Obviously, the woman in a romantic relationship isn’t owned by the partner, but I would say there’s definitely some hurt ego involved as we all want something unique that no one else has. We want to be with someone who chose us, and when we can’t have this unique bond, it doesn’t appear attractive to us.

And I think that’s why most men would describe the friendzone as a negative place to be. It’s not necessarily the case of not wanting to be friends with women, but it’s hardly ever clear what it entails. In my case, I am unsure how to ask her to hang out with me, knowing well that there’s a high chance of her saying no, and let’s be honest, no one likes to hear no. Though they say don’t ask, don’t get.

There are a lot of posts online that suggest we should never settle to be the one who always asks the other to do something without them doing the same in return. I also have male friends who don’t reach out as often as I do though, so this applies to all relationships. It all comes to investing one’s energy where we get most out of it. So if we don’t feel like our efforts are matched by others, it’s probably a good idea to review that relationship and decide if it’s worth our efforts. We all probably think twice before ending something that once was precious to us, but things and people change.

One of the things I also read about in the book about dating was that if we ask someone to meet and they say no, but they give an alternative, different date or place, it’s a green light. If they just say they can’t, and give an excuse and leave it at that, it’s pretty much pointless to try again as there’s a high chance of them not feeling as enthusiastic as us about meeting. Which, of course, is their choice, but it’s then our choice to not follow it up any further to keep our own personal integrity.

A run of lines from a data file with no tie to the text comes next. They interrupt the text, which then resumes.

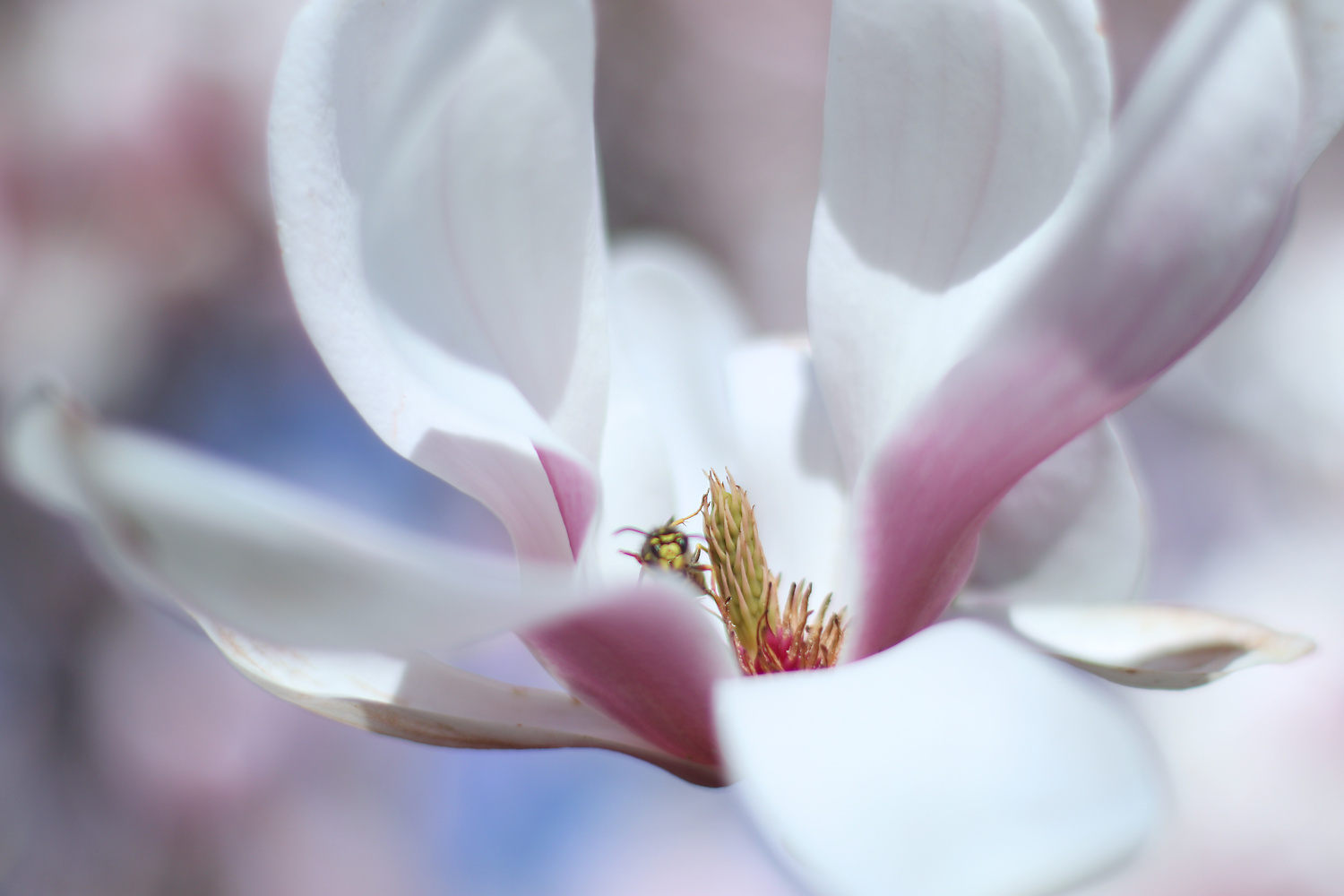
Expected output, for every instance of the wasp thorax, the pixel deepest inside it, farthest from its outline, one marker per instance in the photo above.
(668, 549)
(768, 637)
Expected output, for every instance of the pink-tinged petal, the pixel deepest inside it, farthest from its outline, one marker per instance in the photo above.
(959, 763)
(1166, 648)
(435, 702)
(953, 128)
(1169, 241)
(650, 662)
(263, 556)
(789, 463)
(435, 191)
(1073, 530)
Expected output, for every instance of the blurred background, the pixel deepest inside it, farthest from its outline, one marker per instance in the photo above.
(137, 261)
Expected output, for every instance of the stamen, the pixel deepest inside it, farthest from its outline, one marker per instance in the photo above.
(745, 592)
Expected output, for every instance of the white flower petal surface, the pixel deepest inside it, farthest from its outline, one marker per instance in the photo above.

And because in the moment of being friendzoned no one actually bothers to clarify what it means, it tends to feel like a pity offering, like an attempt to soften the blow of rejection. The ball is back in our court and, quite frankly, you have to be a pretty good player to return it back in the way that makes the other person lose it.

I’ve recently accepted the offer of friendship from someone I felt really strongly about. It just felt like the okay thing to do—you know, we all need friends—but as time goes on, I keep noticing less and less interest from her to actually follow up on the offer, with me being the one that suggests things. It is beginning to feel like something I probably should let go. Perhaps it was just a lesson to be learned, or perhaps at some point in the future something of it will come back. But right now, being a friend seems just hard. I guess I’m scared of admitting that something that once meant the world to me suddenly means almost nothing. Which maybe isn’t even true, it all means a lot still, but it’s in the past as a memory.

So it isn’t just about men rejecting friendships as something not worth having with women, but also about men wanting these offered friendships to work the way they should, where both parties put equal effort in making it work.

I’d like to hear your opinion on friendzoning, either in a comment or by sharing a link to a good post about it.